Closed GreatArcStudios closed 2 years ago
Hi Eric,
TFrecords files should be preprocessed with akita_data.py
. It would be interesting if the GeLu vs ReLu made that much of a difference, but the reported hyperparamters were found after tuning with dragonfly. Another thing to look into would be how much data augmentation you're doing in the pytorch replication test.
Hi Geoff,
We downloaded the data from https://github.com/calico/basenji/blob/master/manuscripts/akita/get_data.sh. This the preprocessed data right? Could you clarify what you mean by the amount of data augmentation?
yes, those should be the pre-processed tfrecords.
for data augmentation, I'm referring to reverse complementing & shifting: https://github.com/calico/basenji/blob/19f5345be2726600c62df55c223d9f7184a68e7a/basenji/seqnn.py#L114
Hmm ok, we used a stochastic shift of 11.Should that be enough?
Hi Eric, I did try gelu for Akita, and it was inferior to relu. However, I doubt it explains the substantial difference. Stochastic shift 11 should be fine; the reverse complement augmentation is much more important. When we measure test set accuracy, we also average the forward and reverse complement maps as an ensemble.
In general, I've found it to be very difficult to port complex models across frameworks exactly. I'd encourage you to work with our code on small examples to replicate its behavior in pytorch, and then slowly scale up and add more complexity.
Hi David,
I see. By averaging across the forward and reverse complement maps, do you mean you calculated the MSE for the ~400 test sequences of both the reverse complement and forward maps and took the simple average?
Yeah, we started small, trying to port modules of this repo to our code. Framework implementation and such can definitely be quite finicky, so thanks for the replies!
Yes, ensemble averaging is performed in-graph here: https://github.com/calico/basenji/blob/master/basenji/seqnn.py#L218 Akita was more complicated than the 1D Basenji, but careful upper triangular matrix bookkeeping allowed it to be done.
Gotcha. I’m currently on my phone, so I haven’t gotten a chance to really closely look at that code portion, but it seems like it just takes the non-rc predictions, and then also generates the rc predictions and then takes the average of them? Is that correct?
Also is the test set from the get_data shell script preprocessed too?

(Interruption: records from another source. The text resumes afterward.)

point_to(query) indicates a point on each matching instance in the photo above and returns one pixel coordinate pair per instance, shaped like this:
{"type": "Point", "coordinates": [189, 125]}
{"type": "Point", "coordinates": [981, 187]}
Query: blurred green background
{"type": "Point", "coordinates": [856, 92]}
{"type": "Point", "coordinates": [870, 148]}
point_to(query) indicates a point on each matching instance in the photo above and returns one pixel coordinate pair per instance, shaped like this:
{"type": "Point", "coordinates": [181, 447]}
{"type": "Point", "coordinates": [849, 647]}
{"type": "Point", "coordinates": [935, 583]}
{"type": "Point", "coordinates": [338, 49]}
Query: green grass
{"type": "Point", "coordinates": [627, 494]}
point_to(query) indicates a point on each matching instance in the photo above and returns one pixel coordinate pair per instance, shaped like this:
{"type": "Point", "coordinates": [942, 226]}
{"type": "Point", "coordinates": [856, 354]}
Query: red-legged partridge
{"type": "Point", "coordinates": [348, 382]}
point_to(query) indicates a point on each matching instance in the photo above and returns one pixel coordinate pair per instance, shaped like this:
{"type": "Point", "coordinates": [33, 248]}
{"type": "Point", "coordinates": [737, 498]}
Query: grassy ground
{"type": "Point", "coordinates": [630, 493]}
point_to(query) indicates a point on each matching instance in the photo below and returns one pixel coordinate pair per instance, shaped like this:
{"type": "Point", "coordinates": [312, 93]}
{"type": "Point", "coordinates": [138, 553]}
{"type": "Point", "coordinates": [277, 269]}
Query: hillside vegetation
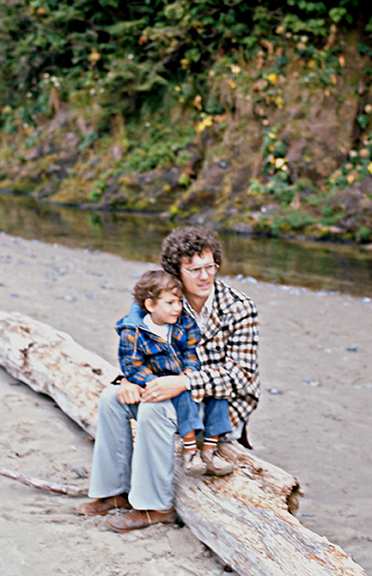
{"type": "Point", "coordinates": [253, 116]}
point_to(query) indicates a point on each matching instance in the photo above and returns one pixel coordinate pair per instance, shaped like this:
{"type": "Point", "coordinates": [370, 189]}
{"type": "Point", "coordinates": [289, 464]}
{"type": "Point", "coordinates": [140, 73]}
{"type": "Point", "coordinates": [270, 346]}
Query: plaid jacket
{"type": "Point", "coordinates": [144, 355]}
{"type": "Point", "coordinates": [228, 354]}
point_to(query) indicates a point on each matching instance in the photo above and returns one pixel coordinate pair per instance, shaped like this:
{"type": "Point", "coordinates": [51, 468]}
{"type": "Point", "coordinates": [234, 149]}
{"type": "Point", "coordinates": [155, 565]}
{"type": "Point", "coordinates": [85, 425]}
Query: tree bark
{"type": "Point", "coordinates": [246, 518]}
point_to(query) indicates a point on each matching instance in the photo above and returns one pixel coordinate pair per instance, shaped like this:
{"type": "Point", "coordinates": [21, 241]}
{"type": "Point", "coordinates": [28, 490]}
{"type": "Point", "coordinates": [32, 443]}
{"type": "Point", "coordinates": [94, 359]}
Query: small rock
{"type": "Point", "coordinates": [311, 382]}
{"type": "Point", "coordinates": [80, 471]}
{"type": "Point", "coordinates": [274, 391]}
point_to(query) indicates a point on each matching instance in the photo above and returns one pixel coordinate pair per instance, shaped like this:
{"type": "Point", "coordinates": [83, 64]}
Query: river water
{"type": "Point", "coordinates": [320, 266]}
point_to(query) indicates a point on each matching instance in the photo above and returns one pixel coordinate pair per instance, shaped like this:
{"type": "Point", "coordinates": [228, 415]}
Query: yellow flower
{"type": "Point", "coordinates": [279, 162]}
{"type": "Point", "coordinates": [207, 121]}
{"type": "Point", "coordinates": [272, 78]}
{"type": "Point", "coordinates": [235, 69]}
{"type": "Point", "coordinates": [94, 56]}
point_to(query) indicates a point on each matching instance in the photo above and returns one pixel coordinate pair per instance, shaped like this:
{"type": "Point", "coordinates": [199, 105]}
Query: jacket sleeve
{"type": "Point", "coordinates": [229, 362]}
{"type": "Point", "coordinates": [131, 359]}
{"type": "Point", "coordinates": [189, 355]}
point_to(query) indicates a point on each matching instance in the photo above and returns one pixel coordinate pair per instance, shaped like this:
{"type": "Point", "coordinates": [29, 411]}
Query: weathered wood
{"type": "Point", "coordinates": [51, 362]}
{"type": "Point", "coordinates": [244, 518]}
{"type": "Point", "coordinates": [67, 489]}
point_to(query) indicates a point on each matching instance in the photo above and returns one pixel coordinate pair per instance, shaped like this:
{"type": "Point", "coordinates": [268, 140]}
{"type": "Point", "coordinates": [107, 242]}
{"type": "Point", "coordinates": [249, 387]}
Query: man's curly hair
{"type": "Point", "coordinates": [152, 283]}
{"type": "Point", "coordinates": [185, 242]}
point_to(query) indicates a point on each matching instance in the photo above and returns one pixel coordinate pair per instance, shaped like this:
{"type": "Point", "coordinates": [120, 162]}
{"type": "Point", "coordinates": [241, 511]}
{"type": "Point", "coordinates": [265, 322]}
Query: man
{"type": "Point", "coordinates": [141, 478]}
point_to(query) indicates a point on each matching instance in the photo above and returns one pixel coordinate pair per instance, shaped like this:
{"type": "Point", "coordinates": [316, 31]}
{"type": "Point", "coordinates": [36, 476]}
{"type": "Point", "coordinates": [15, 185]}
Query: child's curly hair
{"type": "Point", "coordinates": [185, 242]}
{"type": "Point", "coordinates": [152, 283]}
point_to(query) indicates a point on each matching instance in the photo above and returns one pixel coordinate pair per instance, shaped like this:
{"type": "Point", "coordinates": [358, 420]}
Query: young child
{"type": "Point", "coordinates": [158, 338]}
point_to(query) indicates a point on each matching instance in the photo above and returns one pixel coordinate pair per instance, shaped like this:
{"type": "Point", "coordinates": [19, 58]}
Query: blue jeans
{"type": "Point", "coordinates": [216, 415]}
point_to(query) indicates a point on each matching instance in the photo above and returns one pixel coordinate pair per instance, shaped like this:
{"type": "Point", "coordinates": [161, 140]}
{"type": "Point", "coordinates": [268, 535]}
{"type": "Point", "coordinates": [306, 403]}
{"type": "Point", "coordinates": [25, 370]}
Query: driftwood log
{"type": "Point", "coordinates": [246, 518]}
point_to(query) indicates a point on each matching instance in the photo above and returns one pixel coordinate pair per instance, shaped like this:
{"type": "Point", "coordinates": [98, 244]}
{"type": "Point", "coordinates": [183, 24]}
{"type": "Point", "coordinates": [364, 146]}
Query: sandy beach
{"type": "Point", "coordinates": [313, 420]}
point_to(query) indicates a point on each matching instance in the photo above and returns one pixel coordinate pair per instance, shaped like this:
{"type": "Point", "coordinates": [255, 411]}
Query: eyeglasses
{"type": "Point", "coordinates": [211, 270]}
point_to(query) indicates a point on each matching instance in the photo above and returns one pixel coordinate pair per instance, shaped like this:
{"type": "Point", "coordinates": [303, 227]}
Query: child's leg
{"type": "Point", "coordinates": [189, 442]}
{"type": "Point", "coordinates": [188, 416]}
{"type": "Point", "coordinates": [216, 422]}
{"type": "Point", "coordinates": [188, 421]}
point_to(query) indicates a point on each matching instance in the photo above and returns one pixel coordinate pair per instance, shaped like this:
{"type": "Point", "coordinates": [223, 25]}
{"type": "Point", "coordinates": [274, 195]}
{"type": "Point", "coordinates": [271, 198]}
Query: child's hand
{"type": "Point", "coordinates": [164, 388]}
{"type": "Point", "coordinates": [129, 393]}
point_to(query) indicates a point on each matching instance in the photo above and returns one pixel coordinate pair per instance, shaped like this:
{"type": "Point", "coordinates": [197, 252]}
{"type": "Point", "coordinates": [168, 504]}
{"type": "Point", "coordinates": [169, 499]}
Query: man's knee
{"type": "Point", "coordinates": [107, 398]}
{"type": "Point", "coordinates": [154, 414]}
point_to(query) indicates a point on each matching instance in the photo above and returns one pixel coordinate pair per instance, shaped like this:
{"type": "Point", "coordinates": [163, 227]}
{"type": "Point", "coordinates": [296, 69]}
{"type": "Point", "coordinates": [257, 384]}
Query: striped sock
{"type": "Point", "coordinates": [210, 443]}
{"type": "Point", "coordinates": [190, 446]}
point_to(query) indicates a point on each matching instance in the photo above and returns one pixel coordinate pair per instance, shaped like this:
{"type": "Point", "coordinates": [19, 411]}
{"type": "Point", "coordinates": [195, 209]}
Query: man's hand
{"type": "Point", "coordinates": [164, 388]}
{"type": "Point", "coordinates": [129, 393]}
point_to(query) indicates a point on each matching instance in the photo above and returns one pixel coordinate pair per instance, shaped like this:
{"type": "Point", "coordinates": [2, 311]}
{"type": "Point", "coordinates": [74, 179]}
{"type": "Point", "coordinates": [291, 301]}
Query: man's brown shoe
{"type": "Point", "coordinates": [101, 506]}
{"type": "Point", "coordinates": [136, 519]}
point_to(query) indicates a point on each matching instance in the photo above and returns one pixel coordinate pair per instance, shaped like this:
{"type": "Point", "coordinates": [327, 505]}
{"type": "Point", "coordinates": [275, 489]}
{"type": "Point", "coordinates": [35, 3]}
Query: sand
{"type": "Point", "coordinates": [313, 420]}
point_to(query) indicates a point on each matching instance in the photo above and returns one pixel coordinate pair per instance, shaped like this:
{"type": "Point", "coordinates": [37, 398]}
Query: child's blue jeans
{"type": "Point", "coordinates": [216, 419]}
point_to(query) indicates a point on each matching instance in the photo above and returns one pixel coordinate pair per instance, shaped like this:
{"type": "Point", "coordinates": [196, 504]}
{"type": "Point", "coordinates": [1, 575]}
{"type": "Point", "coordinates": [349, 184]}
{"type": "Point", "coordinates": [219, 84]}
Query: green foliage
{"type": "Point", "coordinates": [363, 234]}
{"type": "Point", "coordinates": [125, 56]}
{"type": "Point", "coordinates": [163, 146]}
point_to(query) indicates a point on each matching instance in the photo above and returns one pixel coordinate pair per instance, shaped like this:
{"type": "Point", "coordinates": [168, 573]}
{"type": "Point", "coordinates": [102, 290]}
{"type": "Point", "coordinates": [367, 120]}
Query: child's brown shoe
{"type": "Point", "coordinates": [194, 465]}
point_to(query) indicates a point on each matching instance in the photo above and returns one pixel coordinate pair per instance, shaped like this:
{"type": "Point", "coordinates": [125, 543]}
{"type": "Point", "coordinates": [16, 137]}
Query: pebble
{"type": "Point", "coordinates": [311, 382]}
{"type": "Point", "coordinates": [274, 391]}
{"type": "Point", "coordinates": [80, 471]}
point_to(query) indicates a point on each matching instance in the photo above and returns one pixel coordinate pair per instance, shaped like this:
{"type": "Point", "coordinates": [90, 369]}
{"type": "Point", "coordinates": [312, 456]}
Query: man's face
{"type": "Point", "coordinates": [198, 283]}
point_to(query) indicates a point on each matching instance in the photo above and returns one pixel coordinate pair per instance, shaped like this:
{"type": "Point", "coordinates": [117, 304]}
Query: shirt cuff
{"type": "Point", "coordinates": [188, 382]}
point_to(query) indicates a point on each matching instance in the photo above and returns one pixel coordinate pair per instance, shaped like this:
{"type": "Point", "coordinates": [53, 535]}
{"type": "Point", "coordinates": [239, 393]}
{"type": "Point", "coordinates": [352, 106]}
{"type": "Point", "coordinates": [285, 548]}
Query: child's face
{"type": "Point", "coordinates": [166, 309]}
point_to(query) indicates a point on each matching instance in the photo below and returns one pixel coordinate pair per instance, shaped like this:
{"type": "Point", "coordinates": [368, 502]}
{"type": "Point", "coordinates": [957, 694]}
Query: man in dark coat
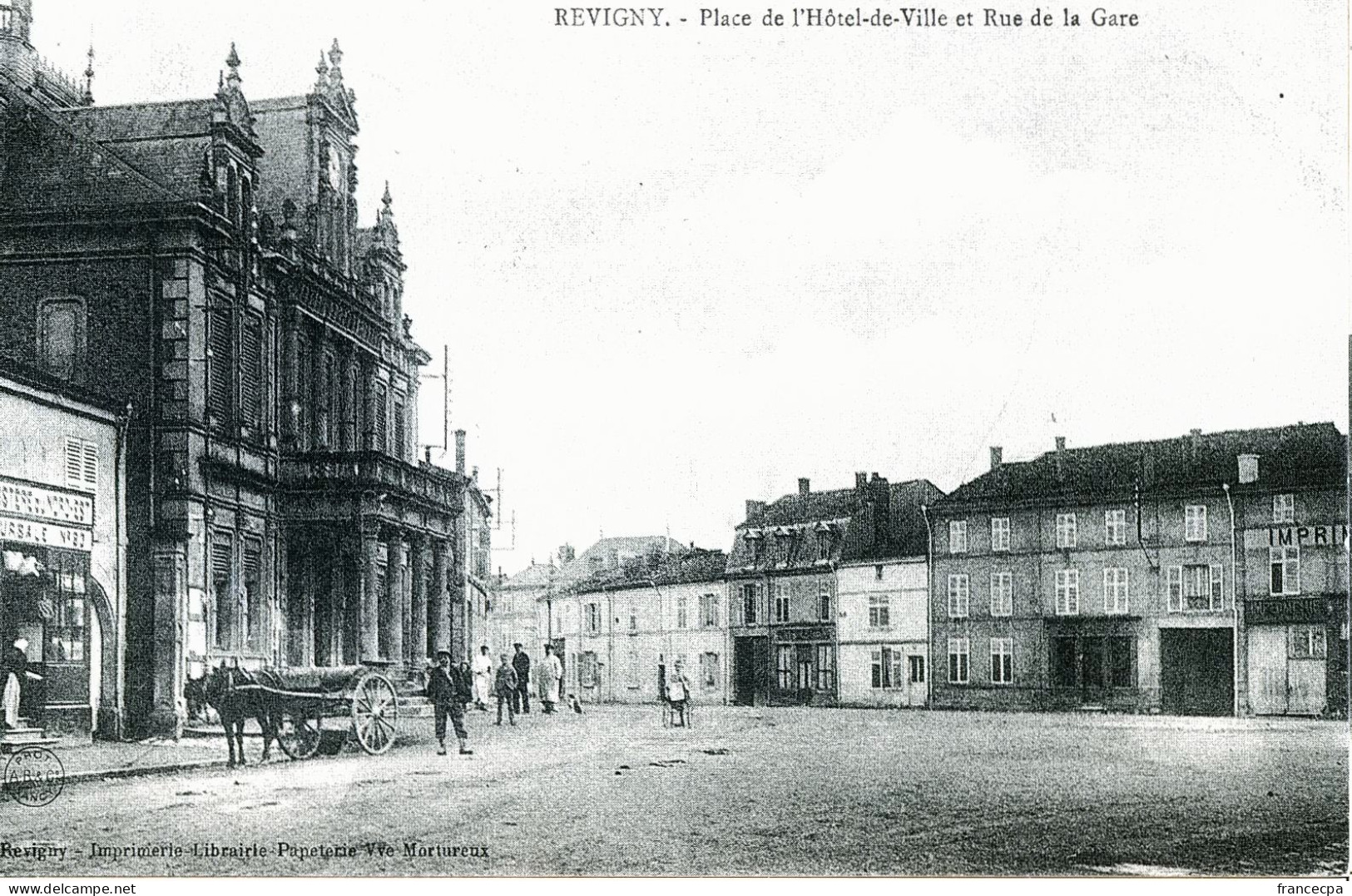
{"type": "Point", "coordinates": [521, 662]}
{"type": "Point", "coordinates": [14, 675]}
{"type": "Point", "coordinates": [447, 692]}
{"type": "Point", "coordinates": [504, 690]}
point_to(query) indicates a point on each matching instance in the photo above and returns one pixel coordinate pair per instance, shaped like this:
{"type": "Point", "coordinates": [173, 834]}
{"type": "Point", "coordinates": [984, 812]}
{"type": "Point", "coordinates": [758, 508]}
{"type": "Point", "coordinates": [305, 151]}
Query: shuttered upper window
{"type": "Point", "coordinates": [250, 370]}
{"type": "Point", "coordinates": [380, 424]}
{"type": "Point", "coordinates": [220, 368]}
{"type": "Point", "coordinates": [82, 463]}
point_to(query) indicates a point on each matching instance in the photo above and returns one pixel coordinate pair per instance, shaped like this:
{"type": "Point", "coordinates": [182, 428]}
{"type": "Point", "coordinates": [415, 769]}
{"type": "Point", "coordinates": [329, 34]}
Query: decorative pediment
{"type": "Point", "coordinates": [329, 86]}
{"type": "Point", "coordinates": [231, 106]}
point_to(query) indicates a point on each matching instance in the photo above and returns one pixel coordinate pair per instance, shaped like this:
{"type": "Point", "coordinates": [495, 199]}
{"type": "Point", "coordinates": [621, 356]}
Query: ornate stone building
{"type": "Point", "coordinates": [203, 261]}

Yes, all of the data downloaded by that script has been transformed as described in the paper, and is ready for training/testing.
Ok thanks for the help!
In the Akita paper, the MSE error is 0.14 on the test set. In my replication tests using Pytorch, the best test set error was ~0.21. The hyperparameters are the ones from params.json in the akita folder, e.g., batch norm momentum = 0.9265, sgd momentum = 0.997, etc.... I'm using the get_data.sh file. Is it safe to assume that the data from get_data.sh has been preprocessed? Otherwise what might be an issue/difference that's causing this discrepancy?
The one difference in parameter choice between our implementation and the paper is that we instead use GELU activation instead of relu.